TROPIS.CO, JAKARTA – ndonesia berhasil menurunkan penggunaan merkuri sebanyak 374,4 kg di sektor industri lampu dan baterai. Lalu mengendalikan 710 kg emisi merkuri dari pembakaran pembangkit listrik tenaga uap yang menggunakan  batubara sebagai sumber energinya.

Indonesia mengurangi 4.700 kg merkuri pada sektor kesehatan melalui penghapusan dan penarikan alat kesehatan bermerkuri dari fasilitas kesehatan.

Kermudian, menurunkan penggunaan merkuri hingga 12,4 ton, sejak Rencana Aksi Nasional Pengurangan dan Penghapusan Merkuri – RAN PPM, sesuai amanatkan  Perpres No 21/ 2019.

Internasional ke-4 Para Pihak Konvensi Minamata tentang Merkuri berlangsung dari Jakarta-Indonesia secara virtual.

Conference of the Party 4.1 (COP 4.1) Minamata Convention on Mercury yang diselenggarakan dari tanggal 1 – 5 November 2021 telah dibuka pada Senin (1/11/2021), dengan Indonesia sebagai tuan rumah (host).

Pertemuan ini dihadiri oleh kurang lebih 600 peserta yang berasal perwakilan 135 negara pihak Konvensi Minamata.

Penyelenggaraan COP4 Konvensi Minamata ini akan diselenggarakan secara 2 tahap. Tahap pertama yaitu COP4.1 yang diselenggarakan secara online/daring pada tanggal 1-5 November 2021 dari Jakarta, atau disebut Online Segment.

Kemudian tahap kedua, COP-4.2 In-Person Segment rencananya akan diselenggarakan secara tatap muka/luring pada tanggal 21-25 Maret 2022 di Provinsi Bali.
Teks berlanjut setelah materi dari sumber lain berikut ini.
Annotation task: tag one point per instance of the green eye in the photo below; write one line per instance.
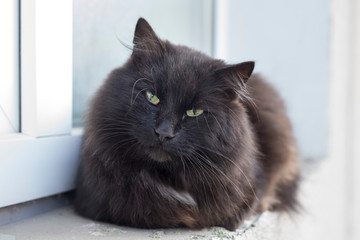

Menteri Lingkungan Hidup dan Kehutanan (KLHK), Siti Nurbaya Bakar, sebagai representatif Pemerintah Indonesia, menyambut kehadiran seluruh negara pihak dengan tangan terbuka, dan berharap melalui pertemuan ini, seluruh negara yang hadir dapat duduk bersama, berdiskusi, dan berkolaborasi guna memecahkan berbagai isu yang berkaitan dengan permasalahan lingkungan dan kesehatan yang disebabkan oleh emisi dan lepasan merkuri.

“Sebagai peserta Konvensi Minamata, kondisi global saat ini mengajarkan kita, setidaknya mengenai dua hal, yakni pertama, Konvensi Minamata perlu lebih adaptif dan tangkas dalam merespon berbagai tantangan dan permasalahan lingkungan global, kedua, Konvensi Minamata perlu berpikir jauh ke depan, meski usia konvensi ini masih muda” ujar Menteri Siti.

Siti Nurbaya menyampaikan bahwa Indonesia telah melakukan berbagai upaya dalam menangani permasalahan akibat penggunaan dan emisi merkuri.

Upaya tersebut dilakukan dengan berpedoman pada Rencana Aksi Nasional Pengurangan dan Penghapusan Merkuri (RAN PPM), yang tercantum dalam Peraturan Presiden Nomor 21 tahun 2019.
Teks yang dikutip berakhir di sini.